Relation to Prior Work: The authors give a very good overview of related methods in the domain of explainable AI. In my opinion, it may be, however, beneficial to discuss in more detail how the proposed method fits into a broader context of work on generative models. The proposed model optimizes mutual information between the class (predicted by the black-box model) and the learned features and involves distance measure between the data and generator distribution D(p(g(alpha, beta)), p(X)). This places the model close to the works on VAEs, InfoGANs, and related generative models. In fact, if we cut the “black box classifier” part of the Figure 1a), we get a supervised method for discovering meaningful features, very similar in spirit to InfoGAN (although InfoGAN is marketed as an unsupervised method, it is possible to introduce conditioning). An even closer connection is to to the work “Multi-Level Variational Autoencoder: Learning Disentangled Representations from Grouped Observations” (2018) which proposes a method of discovering disentangled “style” and “content” features when provided with class (group) information. If we provide classifier predictions as group information, we get an alternative approach to what is done in the present contribution (although such a method would be more crude in that the group attributions are, by default, not weighted).
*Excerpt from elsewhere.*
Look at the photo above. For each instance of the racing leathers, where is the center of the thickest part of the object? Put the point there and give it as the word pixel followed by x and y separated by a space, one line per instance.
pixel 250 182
Overall, I believe that it is very important to discuss these and related connections, for two reasons. Firstly, it may be that the proposed method has much broader applicability outside the scope of explainable AI. On the other hand, the absence of such discussion makes it more difficult to evaluate the novelty and originality of the present contribution.

Reproducibility: Yes

Additional Feedback: I am personally very torn about my decision for this paper. I believe that at present, the paper is already strong, and it is impossible for me to not recommend it for acceptance. At the same time, the issues I described do the contribution a bad favor in that overall, now it leaves a slightly mixed impression, while it seems to have the potential to unequivocally and uniformly produce a stellar impression. I almost wish it were rejected so that authors could address the issues and turn the paper into a gem it could be. This line of reasoning, of course, can not justify me not recommending an acceptance. Overall, I evaluate the paper as is, and I believe that it is, at present, slightly above the acceptance threshold, despite the issues I described. Suggestions: It may be very interesting to see how the model behaves depending on the model capacity differences between the black box classifier and the explainer model. For example, do the explanations remain meaningful when the explainer model is much smaller than the classifier itself. Does it behave meaningfully if its capacity is, on the contrary, much higher, etc. Practically, it is one of the most concerning issues. Since the method is supposed to work with a black box classifier, we can never know whether we undershoot or overshoot in our model capacity. ## I have read the author's response. Many of my concerns were addressed. I am especially happy to hear about the changes to the storyline. I am happy to increase my score from 6 to 7.